14Jun

T-Shirts, Types and Terms

James Dean in Warner Bros Film ‘Rebel Without a Cause’

The worldwide trend for t-shirts was popularised in the 1950’s by the movies. Tough guy images created for James Dean and Marlon Brando made a white t-shirt under a black leather jacket a standard look for young men at that time. During the 60s printing techniques advanced and t-shirts took on a commercial aspect. Advertising films, music bands and policticians. Slogan t- shirts were also popular with the protest movement. Since then T-shirts have become a moving poster for whatever cause, brand or idol you want to promote.

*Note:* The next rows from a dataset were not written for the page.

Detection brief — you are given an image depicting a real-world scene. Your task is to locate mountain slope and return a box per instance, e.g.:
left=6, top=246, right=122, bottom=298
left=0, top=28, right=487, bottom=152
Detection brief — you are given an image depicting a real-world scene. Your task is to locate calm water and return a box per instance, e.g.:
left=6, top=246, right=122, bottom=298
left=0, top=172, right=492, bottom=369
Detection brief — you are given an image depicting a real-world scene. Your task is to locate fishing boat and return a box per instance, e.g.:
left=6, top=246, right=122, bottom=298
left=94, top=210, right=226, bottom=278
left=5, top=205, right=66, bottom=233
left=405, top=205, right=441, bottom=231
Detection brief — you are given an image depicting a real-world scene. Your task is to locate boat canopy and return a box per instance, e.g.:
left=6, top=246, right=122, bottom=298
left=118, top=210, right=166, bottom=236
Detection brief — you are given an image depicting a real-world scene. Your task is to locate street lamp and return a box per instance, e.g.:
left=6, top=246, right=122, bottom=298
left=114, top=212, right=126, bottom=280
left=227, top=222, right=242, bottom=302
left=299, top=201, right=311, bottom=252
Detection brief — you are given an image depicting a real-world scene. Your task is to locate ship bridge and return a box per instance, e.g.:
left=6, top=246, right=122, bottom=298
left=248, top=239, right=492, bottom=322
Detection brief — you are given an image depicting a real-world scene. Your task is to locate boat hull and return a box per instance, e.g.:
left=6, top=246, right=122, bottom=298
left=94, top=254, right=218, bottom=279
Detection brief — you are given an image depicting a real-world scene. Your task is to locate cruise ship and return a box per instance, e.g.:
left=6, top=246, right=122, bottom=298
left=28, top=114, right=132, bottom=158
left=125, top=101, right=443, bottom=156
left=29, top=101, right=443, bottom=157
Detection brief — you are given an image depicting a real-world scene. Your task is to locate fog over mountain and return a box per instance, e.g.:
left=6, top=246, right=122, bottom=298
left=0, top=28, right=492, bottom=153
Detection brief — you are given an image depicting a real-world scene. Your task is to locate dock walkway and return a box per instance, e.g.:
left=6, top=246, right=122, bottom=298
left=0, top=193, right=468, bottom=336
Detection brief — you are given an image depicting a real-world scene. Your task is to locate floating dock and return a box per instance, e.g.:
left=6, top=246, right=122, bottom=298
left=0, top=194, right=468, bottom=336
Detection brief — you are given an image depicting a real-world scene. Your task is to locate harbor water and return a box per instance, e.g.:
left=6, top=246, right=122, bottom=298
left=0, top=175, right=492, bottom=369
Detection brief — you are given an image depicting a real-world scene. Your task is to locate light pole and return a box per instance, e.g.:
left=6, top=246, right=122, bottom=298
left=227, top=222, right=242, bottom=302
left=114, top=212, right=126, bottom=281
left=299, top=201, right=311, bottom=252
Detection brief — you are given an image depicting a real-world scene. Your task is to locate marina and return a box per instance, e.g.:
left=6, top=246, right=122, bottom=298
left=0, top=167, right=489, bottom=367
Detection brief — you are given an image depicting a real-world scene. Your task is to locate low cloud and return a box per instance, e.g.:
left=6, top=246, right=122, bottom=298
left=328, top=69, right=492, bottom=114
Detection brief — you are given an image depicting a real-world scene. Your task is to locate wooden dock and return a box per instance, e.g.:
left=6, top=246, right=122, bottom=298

When buying t-shirts online most of us know what we want, whether that is a particular print or style. However, when buying vintage t-shirts online it gets complicated! For example, construction, print type and fabric content can all help authenticate a vintage t-shirt. At Repsycho we want to help you find exactly what you want and understand precisely what you are buying, so we endeavour to explain honestly and in straightforward terms each item. Nonetheless some clarification may help- so here goes!

T-Shirt Styles

Crew neck, V-neck, sleeveless, short or long sleeve are fairly obvious- but some are less apparent.

A mounted collar is sewn onto the top of the t-shirt, rather than sewn under the fabric. Often mounted collars hold their shape better than sewn-under ones.

Raglan tee which often has different coloured sleeves to the main body of the shirt but most importantly they have acute angle shoulder seams.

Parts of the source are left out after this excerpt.